İlmî cihetten şu acıklı halle karşılaşıyoruz. Muhtelif milletlerin muhtelif cemiyet kuruluşu, tarih ve kültür şartları altında, hiç şüphesiz her birinin kendine mahsus hususiyetleri ve orijinal kültür tezahürleri vardır. Muhtelif milletler, tarihlerinin ve coğrafyalarının durumuna göre, medeniyet ve kültür seviyesi ve başarısı bakımından muhtelif inkişaf safhalarında bulunuyorlar. Irkçılar bundan derhal büyük neticelere sıçrıyorlar. Zekâ, karakter, mizaç, kavrayış ve sanat kabiliyeti gibi psikolojik hususlarda bazı milletlerin değişmez bir surette ırkan üstün yaratılmış olduklarını büyük bir velvele ile ortaya sürüyorlar. Bunu, ırk psikolojisi sahasında Garp ilminin en son sözü olarak göstermeğe çalışıyorlar. Bu bir yalandır; ilim namına yapıldığı için hem de iğrenç bir yalandır. Bu suretle her şeyden evvel bitaraf, yahut daha doğrusu yalnız hakikat tarafında olması lâzım gelen ilmi kendi sergüzeşt arzularına, hırslarına âlet etmiş oluyorlar.

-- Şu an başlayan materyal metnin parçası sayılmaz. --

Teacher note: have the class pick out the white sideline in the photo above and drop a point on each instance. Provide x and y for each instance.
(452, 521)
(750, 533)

Irk psikolojisi sahasında yapılmış olan birçok ilmî araştırmaların neticeleri üstün ırklar, aşağı ırklar diye bir tasnife varmaktan çok uzaktır. Bugünün hakikaten ilmi olan ırk psikolojisi henüz gelişme devresindedir. Eski zamanlardan bugüne kadar, hodbin duygularla ileri sürülmüş olan ırk, medhiyelerinin ilmi bir ırk psikolojisi ile hiç bir ilişiği yoktur. Bunun fena ve geciktirici bir tesiri olmuştur. Henüz ilk gelişme devresinde bulunan hakikî ırk psikolojisinin araştırmaları ırk üstünlüğü fikrine varmış olmaktan çok uzaktır, hatta karsılaştığı problemler o kadar karışıktır ki birçok müşkilleri halletmeden bunu ele alabilecek bir durumda değildir.

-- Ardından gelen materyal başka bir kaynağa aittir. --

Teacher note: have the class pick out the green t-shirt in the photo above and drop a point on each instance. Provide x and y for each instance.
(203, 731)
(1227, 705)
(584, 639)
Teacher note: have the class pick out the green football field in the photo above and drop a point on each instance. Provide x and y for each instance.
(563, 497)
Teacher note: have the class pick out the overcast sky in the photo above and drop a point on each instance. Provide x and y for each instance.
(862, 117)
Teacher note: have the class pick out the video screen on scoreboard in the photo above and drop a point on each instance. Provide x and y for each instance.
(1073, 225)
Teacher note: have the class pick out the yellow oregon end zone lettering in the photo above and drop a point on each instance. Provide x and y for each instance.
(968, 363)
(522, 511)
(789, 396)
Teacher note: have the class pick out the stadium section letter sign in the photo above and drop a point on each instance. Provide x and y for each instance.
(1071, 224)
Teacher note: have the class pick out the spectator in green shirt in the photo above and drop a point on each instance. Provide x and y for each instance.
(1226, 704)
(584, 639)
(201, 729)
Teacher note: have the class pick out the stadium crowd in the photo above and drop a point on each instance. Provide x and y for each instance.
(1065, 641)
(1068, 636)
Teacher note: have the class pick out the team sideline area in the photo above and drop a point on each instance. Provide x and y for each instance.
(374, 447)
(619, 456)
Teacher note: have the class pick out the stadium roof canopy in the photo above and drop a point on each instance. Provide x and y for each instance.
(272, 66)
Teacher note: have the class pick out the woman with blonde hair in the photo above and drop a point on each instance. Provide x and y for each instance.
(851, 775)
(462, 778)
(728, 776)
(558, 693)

Bugün dünyada ileri zihniyet, ileri görüş, ileri kuvvetler olduğu gibi irtica da vardır. Her yerde saldırış halinde bulunan kara kuvvetler de vardır. Irkçılar irtica hortlağı ile, kara kuvvetlerle birliktir. Artık mahreci şüpheli bir yabancı malı olan, kara kuvvetlere demagoji yapmak fırsatını veren ırkçılık hakkında bir karar vermeliyiz. Ancak o zaman millî hudutları içinde ileri bir kültür ve medeniyet yaratmak yolundaki başarılarımıza yabancı demagojilerle içimiz bulanmadan daha büyük bir hızla devam edebiliriz.
***
Aşağıdaki satırlarda ırklar arasında yapılan mukayeseli zekâ ölçülerinin verdiği neticeleri anlatmağa çalışacağız. Bunun için önce zenciler, sonra nordik, alpen ve akdenizliler üzerinde yapılan ölçmeleri ele alacağız.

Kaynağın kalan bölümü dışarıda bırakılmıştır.